How to refresh loaded dataframe contents in spark streaming? - apache-spark

Using spark-sql 2.4.1 and kafka for real time streaming.
I have following use case
Need to load a meta-data from hdfs for joining with streaming dataframe from kafka.
streaming data record's particular columns should be looked up in meta-data dataframe particular colums(col-X) data.
If found pick meta-data column(col-Y) data
Else not found , insert streaming record/column data into meta-data dataframe i.e. into hdfs.
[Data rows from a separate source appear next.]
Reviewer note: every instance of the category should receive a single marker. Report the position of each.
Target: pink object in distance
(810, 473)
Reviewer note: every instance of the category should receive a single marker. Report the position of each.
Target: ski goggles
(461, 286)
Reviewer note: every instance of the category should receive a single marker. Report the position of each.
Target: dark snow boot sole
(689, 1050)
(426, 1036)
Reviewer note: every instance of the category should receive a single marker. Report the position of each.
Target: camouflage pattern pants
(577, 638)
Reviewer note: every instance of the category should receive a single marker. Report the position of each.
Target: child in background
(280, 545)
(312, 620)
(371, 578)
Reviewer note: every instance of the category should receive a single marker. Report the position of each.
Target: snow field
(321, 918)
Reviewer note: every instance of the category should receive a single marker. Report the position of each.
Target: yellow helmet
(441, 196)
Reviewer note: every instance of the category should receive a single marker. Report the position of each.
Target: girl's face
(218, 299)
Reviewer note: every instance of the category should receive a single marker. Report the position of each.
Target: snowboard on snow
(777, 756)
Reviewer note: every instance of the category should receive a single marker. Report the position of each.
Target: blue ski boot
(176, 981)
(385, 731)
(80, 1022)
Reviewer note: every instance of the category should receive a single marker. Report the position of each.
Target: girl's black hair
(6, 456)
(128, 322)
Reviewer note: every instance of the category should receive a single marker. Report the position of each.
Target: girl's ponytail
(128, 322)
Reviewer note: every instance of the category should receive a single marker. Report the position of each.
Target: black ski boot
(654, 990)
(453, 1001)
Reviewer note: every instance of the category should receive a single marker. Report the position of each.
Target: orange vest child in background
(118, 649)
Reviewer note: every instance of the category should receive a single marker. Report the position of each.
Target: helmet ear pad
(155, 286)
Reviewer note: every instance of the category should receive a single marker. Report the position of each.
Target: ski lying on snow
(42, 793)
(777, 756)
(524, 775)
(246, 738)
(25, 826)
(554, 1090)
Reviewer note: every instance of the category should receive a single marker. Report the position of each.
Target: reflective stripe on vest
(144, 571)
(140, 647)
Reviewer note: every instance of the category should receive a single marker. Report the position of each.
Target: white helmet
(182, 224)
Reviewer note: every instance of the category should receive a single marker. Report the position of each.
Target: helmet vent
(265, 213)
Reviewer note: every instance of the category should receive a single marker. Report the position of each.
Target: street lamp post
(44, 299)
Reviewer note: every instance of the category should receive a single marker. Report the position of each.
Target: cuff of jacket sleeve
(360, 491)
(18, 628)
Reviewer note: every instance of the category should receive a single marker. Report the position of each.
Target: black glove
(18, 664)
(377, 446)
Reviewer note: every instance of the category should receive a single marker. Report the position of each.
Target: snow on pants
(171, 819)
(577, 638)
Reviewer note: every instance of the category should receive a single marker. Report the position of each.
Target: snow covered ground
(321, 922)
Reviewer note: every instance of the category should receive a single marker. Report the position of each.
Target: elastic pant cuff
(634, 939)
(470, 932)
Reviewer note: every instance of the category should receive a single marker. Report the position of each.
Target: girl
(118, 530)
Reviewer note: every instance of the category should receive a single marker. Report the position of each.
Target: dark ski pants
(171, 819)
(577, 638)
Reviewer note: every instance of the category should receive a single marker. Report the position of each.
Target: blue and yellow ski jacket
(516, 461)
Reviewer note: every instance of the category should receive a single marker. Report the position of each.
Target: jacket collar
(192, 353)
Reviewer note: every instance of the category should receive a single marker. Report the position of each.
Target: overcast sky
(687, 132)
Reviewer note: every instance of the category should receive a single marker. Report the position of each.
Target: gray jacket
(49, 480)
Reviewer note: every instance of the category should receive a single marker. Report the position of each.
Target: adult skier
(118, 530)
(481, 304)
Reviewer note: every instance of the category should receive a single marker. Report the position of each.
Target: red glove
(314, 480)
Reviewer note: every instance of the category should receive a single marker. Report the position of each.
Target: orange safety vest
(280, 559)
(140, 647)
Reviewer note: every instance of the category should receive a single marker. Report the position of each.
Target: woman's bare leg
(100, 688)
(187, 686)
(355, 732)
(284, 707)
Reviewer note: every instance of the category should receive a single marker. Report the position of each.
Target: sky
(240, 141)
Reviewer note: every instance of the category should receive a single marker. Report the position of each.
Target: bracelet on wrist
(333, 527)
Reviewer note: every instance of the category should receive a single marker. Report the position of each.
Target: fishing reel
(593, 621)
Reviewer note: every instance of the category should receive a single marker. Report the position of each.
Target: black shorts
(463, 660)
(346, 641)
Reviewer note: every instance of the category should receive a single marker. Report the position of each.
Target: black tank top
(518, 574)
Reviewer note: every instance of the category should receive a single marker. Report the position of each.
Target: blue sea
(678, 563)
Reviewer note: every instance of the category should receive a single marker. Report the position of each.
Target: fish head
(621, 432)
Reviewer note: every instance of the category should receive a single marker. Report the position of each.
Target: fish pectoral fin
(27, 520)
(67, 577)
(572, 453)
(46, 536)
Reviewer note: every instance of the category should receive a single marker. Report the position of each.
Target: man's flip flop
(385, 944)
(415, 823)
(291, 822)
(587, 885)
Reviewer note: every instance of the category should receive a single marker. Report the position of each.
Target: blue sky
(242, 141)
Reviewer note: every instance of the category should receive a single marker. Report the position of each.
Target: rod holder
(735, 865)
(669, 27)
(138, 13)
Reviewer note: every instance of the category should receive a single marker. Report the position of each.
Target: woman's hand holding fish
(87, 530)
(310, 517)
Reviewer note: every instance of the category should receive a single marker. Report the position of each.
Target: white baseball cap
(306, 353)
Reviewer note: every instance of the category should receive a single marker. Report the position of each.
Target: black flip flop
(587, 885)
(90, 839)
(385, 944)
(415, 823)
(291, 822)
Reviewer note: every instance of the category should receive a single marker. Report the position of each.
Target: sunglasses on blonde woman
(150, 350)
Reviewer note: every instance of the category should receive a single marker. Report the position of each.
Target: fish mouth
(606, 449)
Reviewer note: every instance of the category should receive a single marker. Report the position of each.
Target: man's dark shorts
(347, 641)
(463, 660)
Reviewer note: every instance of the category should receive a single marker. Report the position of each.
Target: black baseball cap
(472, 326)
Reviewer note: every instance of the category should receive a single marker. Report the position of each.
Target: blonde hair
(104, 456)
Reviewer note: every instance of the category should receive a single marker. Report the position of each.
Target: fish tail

I.e. it should be looked up if
streaming dataframe contain same data again.
As meta-data loaded at the beginning of the spark job how to refresh its contents again in the streaming-job to lookup and join with another streaming dataframe ?

I may have misunderstood the question, but refreshing the metadata dataframe should be a feature supported out of the box.
You simply don't have to do anything.
Let's have a look at the example:
// a batch dataframe
val metadata = spark.read.text("metadata.txt")
scala> metadata.show
+-----+
|value|
+-----+
|hello|
+-----+
// a streaming dataframe
val stream = spark.readStream.text("so")
// join on the only value column
stream.join(metadata, "value").writeStream.format("console").start
As long as the content of the files in so directory matches metadata.txt file you should get a dataframe printed out to the console.
-------------------------------------------
Batch: 1
-------------------------------------------
+-----+
|value|
+-----+
|hello|
+-----+
Change metadata.txt to, say, world and only worlds from new files get matched.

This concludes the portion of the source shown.